Advances in Differential Privacy and Differentially Private Machine Learning
Saswat Das, Subhankar Mishra
TL;DR
This survey consolidates advances in differential privacy and differentially private machine learning, emphasizing theory, novel DP variants (e.g., $Renyi\ DP$, CDP, and truncated CDP), and practical DP mechanisms. It details DP-ERM and DP-SGD as core learning paradigms, discusses PATE and federated approaches, and surveys industrial deployments (e.g., Google, Apple, Microsoft, Uber) to illustrate real-world DP adoption. A bibliometric analysis highlights the rapid growth of DPML research, underscoring the field’s increasing importance in both theory and practice. Overall, the paper situates DP and DPML as a mature but actively evolving framework, balancing privacy guarantees with utility in high-stakes data-driven settings.
Abstract
There has been an explosion of research on differential privacy (DP) and its various applications in recent years, ranging from novel variants and accounting techniques in differential privacy to the thriving field of differentially private machine learning (DPML) to newer implementations in practice, like those by various companies and organisations such as census bureaus.

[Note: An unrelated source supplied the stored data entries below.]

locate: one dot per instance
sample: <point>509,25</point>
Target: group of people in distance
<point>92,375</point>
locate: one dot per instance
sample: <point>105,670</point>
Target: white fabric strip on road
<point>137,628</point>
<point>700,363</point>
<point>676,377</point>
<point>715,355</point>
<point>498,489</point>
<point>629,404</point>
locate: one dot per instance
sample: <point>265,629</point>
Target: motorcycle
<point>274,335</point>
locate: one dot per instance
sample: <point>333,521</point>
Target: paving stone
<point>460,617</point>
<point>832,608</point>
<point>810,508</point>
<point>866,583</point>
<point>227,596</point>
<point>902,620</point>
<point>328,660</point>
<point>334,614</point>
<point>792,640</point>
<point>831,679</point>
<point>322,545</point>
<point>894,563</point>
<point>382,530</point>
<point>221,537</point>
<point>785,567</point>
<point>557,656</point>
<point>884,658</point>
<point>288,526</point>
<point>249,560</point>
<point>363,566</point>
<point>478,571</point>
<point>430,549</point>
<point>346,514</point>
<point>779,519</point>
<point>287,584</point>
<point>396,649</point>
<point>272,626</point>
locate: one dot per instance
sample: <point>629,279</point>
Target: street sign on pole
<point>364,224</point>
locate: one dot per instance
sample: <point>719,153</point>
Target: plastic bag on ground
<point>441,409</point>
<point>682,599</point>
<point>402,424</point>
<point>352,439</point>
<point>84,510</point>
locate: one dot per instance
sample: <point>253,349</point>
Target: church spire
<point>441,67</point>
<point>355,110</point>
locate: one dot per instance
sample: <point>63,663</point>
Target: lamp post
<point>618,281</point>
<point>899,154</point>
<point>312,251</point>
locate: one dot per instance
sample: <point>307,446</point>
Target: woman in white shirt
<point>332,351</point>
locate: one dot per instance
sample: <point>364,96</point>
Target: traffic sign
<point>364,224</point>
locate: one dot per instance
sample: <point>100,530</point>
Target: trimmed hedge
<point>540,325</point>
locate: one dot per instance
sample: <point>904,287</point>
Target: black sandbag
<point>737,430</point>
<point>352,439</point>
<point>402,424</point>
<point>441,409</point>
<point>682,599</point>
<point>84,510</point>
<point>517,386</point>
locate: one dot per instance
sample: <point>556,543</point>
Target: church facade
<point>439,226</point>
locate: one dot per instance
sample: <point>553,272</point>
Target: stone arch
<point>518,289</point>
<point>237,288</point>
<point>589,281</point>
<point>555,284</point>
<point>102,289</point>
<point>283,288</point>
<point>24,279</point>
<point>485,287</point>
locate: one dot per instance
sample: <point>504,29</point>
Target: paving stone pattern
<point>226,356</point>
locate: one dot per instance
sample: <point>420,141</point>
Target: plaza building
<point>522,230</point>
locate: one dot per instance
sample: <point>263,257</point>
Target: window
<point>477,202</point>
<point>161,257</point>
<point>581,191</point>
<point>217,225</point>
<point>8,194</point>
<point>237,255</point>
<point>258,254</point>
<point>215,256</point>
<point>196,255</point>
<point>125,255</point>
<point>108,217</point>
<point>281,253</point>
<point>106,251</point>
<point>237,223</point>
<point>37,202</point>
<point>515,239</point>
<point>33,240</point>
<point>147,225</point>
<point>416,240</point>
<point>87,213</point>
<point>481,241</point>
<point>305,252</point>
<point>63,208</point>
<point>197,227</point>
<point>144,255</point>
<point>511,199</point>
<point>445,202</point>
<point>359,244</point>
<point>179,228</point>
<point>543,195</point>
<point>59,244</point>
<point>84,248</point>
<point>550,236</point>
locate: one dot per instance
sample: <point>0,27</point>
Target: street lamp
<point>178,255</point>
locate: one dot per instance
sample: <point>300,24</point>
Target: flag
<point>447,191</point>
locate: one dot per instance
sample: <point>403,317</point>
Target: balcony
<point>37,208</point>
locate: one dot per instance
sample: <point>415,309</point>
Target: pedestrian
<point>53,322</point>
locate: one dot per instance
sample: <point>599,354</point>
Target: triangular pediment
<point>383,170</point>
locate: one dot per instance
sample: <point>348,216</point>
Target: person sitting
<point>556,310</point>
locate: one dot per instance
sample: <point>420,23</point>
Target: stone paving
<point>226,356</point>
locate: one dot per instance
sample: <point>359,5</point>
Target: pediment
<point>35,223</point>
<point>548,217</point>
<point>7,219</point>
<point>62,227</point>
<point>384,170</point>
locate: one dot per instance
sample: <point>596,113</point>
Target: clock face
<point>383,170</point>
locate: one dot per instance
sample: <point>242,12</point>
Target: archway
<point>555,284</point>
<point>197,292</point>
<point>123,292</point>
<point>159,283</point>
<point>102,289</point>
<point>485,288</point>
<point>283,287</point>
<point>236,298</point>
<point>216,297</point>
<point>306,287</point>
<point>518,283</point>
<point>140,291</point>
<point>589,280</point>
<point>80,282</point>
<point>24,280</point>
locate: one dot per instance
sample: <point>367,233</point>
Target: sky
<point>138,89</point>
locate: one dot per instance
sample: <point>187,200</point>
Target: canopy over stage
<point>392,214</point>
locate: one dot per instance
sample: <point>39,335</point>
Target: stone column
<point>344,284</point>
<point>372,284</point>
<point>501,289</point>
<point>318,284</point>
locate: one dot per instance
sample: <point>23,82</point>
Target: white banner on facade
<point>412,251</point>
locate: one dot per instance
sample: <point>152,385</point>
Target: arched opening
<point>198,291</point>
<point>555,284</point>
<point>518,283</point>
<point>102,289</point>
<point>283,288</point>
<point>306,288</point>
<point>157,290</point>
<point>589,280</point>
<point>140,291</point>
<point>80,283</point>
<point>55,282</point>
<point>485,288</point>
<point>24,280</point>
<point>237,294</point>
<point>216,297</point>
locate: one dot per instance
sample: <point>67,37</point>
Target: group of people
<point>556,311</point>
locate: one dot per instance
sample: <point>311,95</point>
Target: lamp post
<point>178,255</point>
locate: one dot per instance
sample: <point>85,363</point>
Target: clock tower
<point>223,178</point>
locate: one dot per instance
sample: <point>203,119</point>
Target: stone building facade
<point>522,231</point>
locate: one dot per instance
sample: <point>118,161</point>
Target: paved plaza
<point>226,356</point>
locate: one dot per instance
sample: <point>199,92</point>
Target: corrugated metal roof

Most recent surveys focus on the applications of differential privacy in particular contexts like data publishing, specific machine learning tasks, analysis of unstructured data, location privacy, etc. This work thus seeks to fill the gap for a survey that primarily discusses recent developments in the theory of differential privacy along with newer DP variants, viz. Renyi DP and Concentrated DP, novel mechanisms and techniques, and the theoretical developments in differentially private machine learning in proper detail. In addition, this survey discusses its applications to privacy-preserving machine learning in practice and a few practical implementations of DP.